Klima-Kleber sind "eine Art Kulturkampf"

Die Frage des Umgangs mit Putin und Russland spalte nun erneut. "Wir brauchen den Diskurs, müssen aufeinander zugehen und zuhören", fordert Klepsch. "Kultur hat die Möglichkeit, diesen Diskurs zu befördern." Deshalb sei es auch so wichtig, dass beispielsweise die Dresdner Philharmonie und die Zentralbibliothek Veranstaltungen wie die unter dem Titel "Meinungsfreiheit" am 24. März anlässlich der Jahrestage "90 Jahre Bücherverbrennungen in Dresden" im Kulturpalast organisieren.
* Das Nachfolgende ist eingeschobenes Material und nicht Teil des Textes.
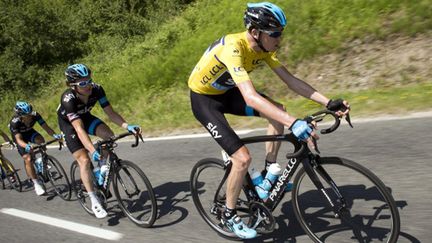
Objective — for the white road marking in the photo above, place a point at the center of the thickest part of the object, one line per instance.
(68, 225)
Kulturbürgermeisterin Annekatrin Klepsch will Diskursmöglichkeiten für die "auseinanderdriftende Mitte" schaffen.
Kulturbürgermeisterin Annekatrin Klepsch will Diskursmöglichkeiten für die "auseinanderdriftende Mitte" schaffen. © René Meinig

Dort diskutieren unter anderem die häufig attackierte ZDF-Moderatorin Dunja Hayali und Thomas de Maizière (CDU), den Studierende in Berlin 2013 als Bundesverteidigungsminister nicht zu Wort kommen ließen. "Diskursfähigkeit einer Gesellschaft braucht permanente und auch analoge Angebote – aber nicht immer für die extremen Pole, sondern für die auseinanderdriftende Mitte", so die Kulturbürgermeisterin. Die Diskussion sei nie abgeschlossen, weil sich Rahmenbedingungen permanent ändern – sei es durch Digitalisierung und künstliche Intelligenz oder geopolitische Entwicklungen. Dazu gehöre auch das Festkleben auf Straßen. "Die Aktionen von Letzte Generation und Fridays for Future sind eine Art Kulturkampf um die Frage, wie der Klimaschutz gelingen kann", meint Klepsch.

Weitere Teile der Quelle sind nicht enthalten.